After the humiliating withdrawal from Afghanistan, US president Joe Biden now wants to ‘lead with our diplomacy, our international influence, and our humanitarian aid’. The Taliban, and the Chinese, must be quaking in their boots.

‘We’ll continue to push for regional diplomacy and engagement to prevent violence and instability. We’ll continue to speak out for the basic rights of the Afghan people – of women and girls – just as we speak out all over the world.’

Thus spake Biden the Great, after the Fall of Kabul. 

I’m sure Afghan women and girls are delighted to hear that they have not been abandoned to the brutal theocratic misogynists of the Taliban, and are – with their husbands’ permission – cheering Joe’s name from behind their liberating burqas. 

Or, perhaps not. Ayaan Hirsi Ali, who escaped radical religious oppression in Somalia to become a politician and women’s rights activist in the Netherlands, and is now a research fellow at Stanford University’s Hoover Institution, calls it Biden’s most heartless betrayal.

‘Do you seriously expect anyone to believe that American diplomacy will make the Taliban treat women fairly?’ she asks. ‘Is “rallying the world” remotely likely to keep Afghan girls in schools, or allow women to walk down the streets of Kabul with their faces uncovered? Do you take us all for fools?’
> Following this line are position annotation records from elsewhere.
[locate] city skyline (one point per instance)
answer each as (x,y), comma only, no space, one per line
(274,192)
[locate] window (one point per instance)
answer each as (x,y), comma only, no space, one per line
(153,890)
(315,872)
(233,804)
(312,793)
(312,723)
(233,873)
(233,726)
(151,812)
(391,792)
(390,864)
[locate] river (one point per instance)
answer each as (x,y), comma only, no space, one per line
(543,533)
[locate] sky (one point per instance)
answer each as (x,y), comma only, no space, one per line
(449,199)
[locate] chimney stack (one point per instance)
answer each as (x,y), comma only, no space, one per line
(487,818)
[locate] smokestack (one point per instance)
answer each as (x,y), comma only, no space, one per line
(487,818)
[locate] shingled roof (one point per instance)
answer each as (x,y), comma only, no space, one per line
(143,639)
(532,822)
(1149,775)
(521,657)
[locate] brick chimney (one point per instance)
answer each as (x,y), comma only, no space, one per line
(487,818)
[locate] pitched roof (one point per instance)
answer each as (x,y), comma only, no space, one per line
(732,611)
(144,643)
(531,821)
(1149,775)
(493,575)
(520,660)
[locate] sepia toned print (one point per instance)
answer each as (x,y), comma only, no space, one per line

The Fall of Kabul on 15 August 2021 will go into the annals of history as a tragedy, a disgrace, a failure and a humiliation akin to the Fall of Saigon when the US surrendered Vietnam to the communists 46 years ago.

Already, China has warned Taiwan to take heed how the US abandons its allies. The defeat in Afghanistan has done immeasurable damage to the global standing of the US, and Western liberal democracies in general.

There is no doubt that major powers that oppose liberal principles will exploit this defeat to expand their repressive ideologies.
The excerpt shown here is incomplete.